Rispetto dei Romani per il giuramento - Valerio Massimo
Rispetto dei Romani per il giuramento
Valerio Massimo Cotidie Legere pag. 248 N° 9
M. Pomponius L. Manlium apud populum violatae legis et nimiae severitatis accusabat....
M. Pomponio accusava L. Manlio d’aver violato la legge e di eccessiva severità, giacché Manlio, contravvenendo alle leggi, aveva aggiunto un certo numero di giorni alla propria dittatura ed aveva segregato il figlio Tito dagli altri uomini.
e (lo) aveva costrettoa vivere in campagna. Della qual cosa Tito si rincresceva moltissimo. Ciononostante, quando Tito venne a sapere che il padre aveva delle noie da Pomponio fece ritorno a Roma di nascosto e, giunto sul far del giorno a casa sua, impugnata la spada sopra il capo di lui lo costrinse a giurare che avrebbe desistito dall’accusa di Manlio.

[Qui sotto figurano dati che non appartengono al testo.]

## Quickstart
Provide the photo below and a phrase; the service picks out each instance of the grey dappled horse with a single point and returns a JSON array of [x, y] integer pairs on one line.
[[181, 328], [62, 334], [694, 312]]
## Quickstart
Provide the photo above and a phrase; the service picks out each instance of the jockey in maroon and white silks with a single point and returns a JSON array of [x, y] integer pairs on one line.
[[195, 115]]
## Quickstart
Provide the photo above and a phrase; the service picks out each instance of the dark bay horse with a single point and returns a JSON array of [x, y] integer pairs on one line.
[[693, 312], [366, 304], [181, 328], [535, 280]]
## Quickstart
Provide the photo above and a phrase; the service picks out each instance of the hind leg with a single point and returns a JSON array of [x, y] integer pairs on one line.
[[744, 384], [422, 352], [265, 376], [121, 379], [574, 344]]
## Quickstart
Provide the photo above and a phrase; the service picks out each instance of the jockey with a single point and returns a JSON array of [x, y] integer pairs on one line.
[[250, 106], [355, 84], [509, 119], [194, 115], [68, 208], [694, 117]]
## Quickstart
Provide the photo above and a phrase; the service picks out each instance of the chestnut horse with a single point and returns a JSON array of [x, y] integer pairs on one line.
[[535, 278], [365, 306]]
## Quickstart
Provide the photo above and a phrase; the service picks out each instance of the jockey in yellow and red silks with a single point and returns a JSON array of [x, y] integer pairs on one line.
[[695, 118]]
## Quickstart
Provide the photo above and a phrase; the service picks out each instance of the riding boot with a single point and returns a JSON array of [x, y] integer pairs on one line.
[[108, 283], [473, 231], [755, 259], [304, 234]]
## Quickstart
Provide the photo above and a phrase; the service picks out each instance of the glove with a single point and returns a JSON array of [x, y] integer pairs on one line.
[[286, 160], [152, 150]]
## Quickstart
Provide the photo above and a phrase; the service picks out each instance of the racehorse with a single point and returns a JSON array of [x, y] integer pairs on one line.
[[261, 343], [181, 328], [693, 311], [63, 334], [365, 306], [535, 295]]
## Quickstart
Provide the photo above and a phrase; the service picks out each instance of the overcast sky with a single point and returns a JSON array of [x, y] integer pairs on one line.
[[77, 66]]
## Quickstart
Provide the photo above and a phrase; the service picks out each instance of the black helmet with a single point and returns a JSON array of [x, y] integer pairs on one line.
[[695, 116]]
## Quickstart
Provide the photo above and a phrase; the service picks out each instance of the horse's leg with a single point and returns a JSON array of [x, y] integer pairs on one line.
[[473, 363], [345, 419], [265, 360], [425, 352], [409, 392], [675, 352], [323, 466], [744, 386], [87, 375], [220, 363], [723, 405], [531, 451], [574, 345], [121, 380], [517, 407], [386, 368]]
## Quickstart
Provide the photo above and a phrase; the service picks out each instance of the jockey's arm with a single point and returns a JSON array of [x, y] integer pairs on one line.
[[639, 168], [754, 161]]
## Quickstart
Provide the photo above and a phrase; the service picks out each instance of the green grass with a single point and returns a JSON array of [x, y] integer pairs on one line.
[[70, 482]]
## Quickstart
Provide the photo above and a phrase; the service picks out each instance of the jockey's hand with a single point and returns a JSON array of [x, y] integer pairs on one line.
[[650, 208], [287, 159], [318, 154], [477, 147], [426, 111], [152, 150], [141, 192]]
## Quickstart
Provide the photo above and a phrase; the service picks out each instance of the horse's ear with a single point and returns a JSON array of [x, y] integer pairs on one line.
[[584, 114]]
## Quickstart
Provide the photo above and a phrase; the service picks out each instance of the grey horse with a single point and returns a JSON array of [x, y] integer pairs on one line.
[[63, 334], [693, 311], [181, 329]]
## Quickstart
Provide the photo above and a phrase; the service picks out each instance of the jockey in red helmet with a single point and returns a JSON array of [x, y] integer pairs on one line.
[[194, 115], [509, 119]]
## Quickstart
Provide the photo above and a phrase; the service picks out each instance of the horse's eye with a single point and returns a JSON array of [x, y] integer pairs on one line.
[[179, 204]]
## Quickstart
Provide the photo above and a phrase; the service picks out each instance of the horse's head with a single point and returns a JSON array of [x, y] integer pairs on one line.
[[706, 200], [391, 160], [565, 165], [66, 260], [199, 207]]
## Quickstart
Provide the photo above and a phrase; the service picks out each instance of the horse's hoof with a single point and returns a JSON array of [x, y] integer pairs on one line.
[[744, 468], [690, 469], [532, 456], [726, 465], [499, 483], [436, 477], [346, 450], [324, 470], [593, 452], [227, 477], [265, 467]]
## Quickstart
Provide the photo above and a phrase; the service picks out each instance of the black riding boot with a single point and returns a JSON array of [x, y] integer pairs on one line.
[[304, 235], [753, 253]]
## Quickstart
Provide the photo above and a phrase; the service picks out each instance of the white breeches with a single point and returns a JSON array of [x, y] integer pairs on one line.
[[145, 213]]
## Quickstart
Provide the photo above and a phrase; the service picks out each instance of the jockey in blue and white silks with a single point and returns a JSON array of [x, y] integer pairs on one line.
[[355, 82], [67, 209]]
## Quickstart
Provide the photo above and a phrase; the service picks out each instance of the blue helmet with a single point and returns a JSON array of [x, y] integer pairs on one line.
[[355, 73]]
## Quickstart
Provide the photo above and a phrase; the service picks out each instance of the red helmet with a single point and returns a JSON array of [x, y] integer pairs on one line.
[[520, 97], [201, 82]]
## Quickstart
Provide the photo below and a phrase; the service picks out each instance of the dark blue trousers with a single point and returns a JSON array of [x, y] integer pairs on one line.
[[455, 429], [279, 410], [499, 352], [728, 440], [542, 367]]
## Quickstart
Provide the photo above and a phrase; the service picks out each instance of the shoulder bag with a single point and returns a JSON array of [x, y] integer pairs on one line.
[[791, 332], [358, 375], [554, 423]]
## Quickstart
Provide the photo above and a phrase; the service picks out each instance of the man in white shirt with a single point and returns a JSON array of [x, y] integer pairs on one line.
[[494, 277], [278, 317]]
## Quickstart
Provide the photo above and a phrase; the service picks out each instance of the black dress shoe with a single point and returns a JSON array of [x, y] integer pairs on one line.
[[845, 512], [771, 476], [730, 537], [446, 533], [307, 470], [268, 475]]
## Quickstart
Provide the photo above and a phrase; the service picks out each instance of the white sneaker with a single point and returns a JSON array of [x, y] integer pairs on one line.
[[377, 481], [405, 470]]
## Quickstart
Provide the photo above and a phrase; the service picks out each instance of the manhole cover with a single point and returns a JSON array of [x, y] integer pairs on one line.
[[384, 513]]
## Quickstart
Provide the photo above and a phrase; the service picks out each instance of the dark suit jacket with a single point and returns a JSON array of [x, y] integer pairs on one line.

A Pomponio, ch’era tribuno della plebe, interessava moltissimo accusare Manlio, sostenitore dei patrizi, eppure, benché avesse giurato costretto con la forza e atterrito dalla spada, rinunciò all’accusa e mantenne la parola data. Tanto grande era ritenuto il valore del giuramento, presso gli antichi, che la lealtà veniva anteposta a qualsivoglia vantaggio. Si riteneva, in effetti, che fosse di sommo interesse per lo Stato che i cittadini fossero non solo valorosi, ma anche onesti e leali, e disposti a subire ogni cosa piuttosto che venir meno alla parola data. A diritto, dunque, presso di loro furono tenuti sempre in gran conto quei cittadini che mantennero, con scrupolo d’onore, la parola data;
di contro, furono puniti con l’ignominia, con la perdita dei diritti civili, con l’esilio o con le catene coloro che avevano considerato di nessun conto un giuramento e violato.